The ban, which took effect on July 1, prohibits the manufacture, import and sale of most toiletry products that contain microbeads. Minister of the Environment Catherine McKenna announced the ban on Twitter, saying that that the move marks the “final step” in the effort to remove microbeads from Canadian waters.
However, the legislation excludes microbeads in natural health products and non-prescription drugs, which will be banned on July 1, 2019.
The ban is the culmination of a process which began in November of 2016, when the federal government announced they would be banning microbeads following scientific review.
On January 1, 2018, the Microbeads in Toiletries Regulations came into force, stopping the manufacture and import of toiletries that contained microbeads.
Microbeads are small plastic particles used in a variety of personal care products, including soaps, shampoos, and toothpaste brands.

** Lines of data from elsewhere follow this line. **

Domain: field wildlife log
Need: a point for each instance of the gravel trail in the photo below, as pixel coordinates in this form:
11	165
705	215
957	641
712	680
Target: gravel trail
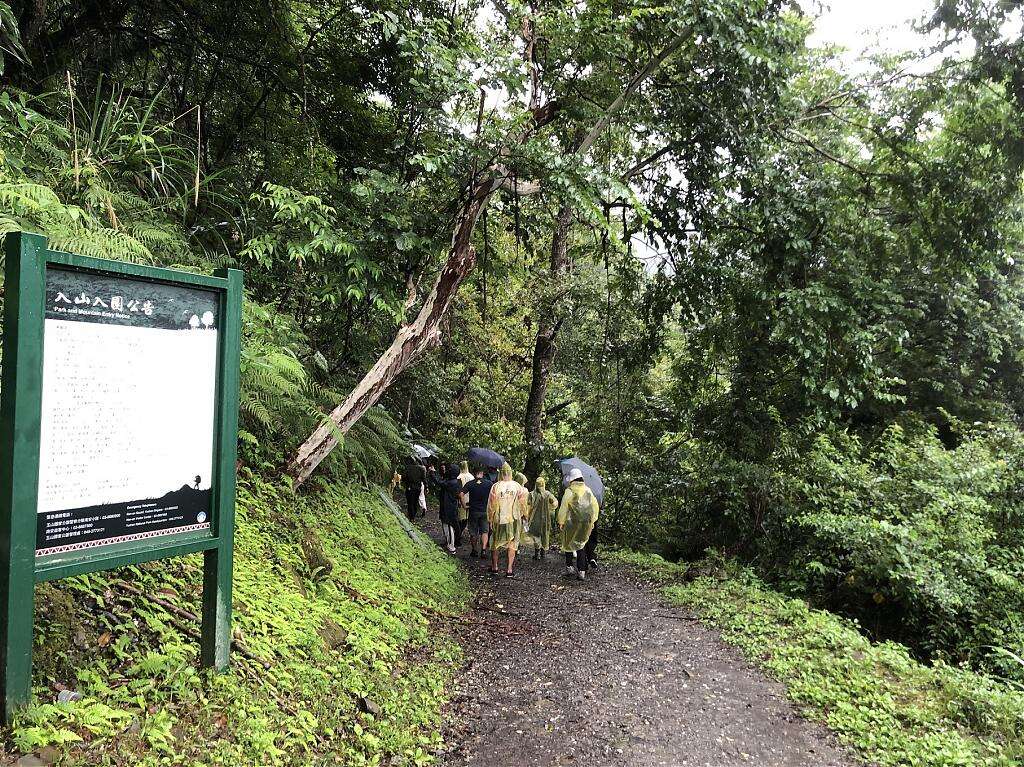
604	674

Ranging in size from 10 micrometres to less than 1 millimetre, microbeads can't be filtered out by water-treatment systems, and therefore end up in lakes and rivers.
“They’re in every lake, river and stream. They’re also on land. They’re everywhere,” Sarah Warrack, a graduate student who studies micro-plastics, told CTV Winnipeg.
She added that consumers hoping to reduce the harm of plastics on the environments should exercise vigilance and carefully read labels while shopping.
“Try to look for things that don’t have the word ‘poly’ in them like polyester,” she said. “Usually, that means plastic.”
Eva Pip, a retired biology professor from the University of Winnipeg who has been studying water quality for 40 years, told CTV Winnipeg that the fragments of plastic found in microbeads create pollution and can take centuries to disintegrate.
“They keep recycling and recycling within the ecosystem and we have to find some way to try to deal with this,” Pip said.
The move comes alongside calls for a ban on single-use plastic items, with Prime Minister Justin Trudeau calling on G7 leaders to sign on to a zero-waste plastics charter to eliminate plastic waste around the world.
With a report from CTV Winnipeg's Beth Macdonell.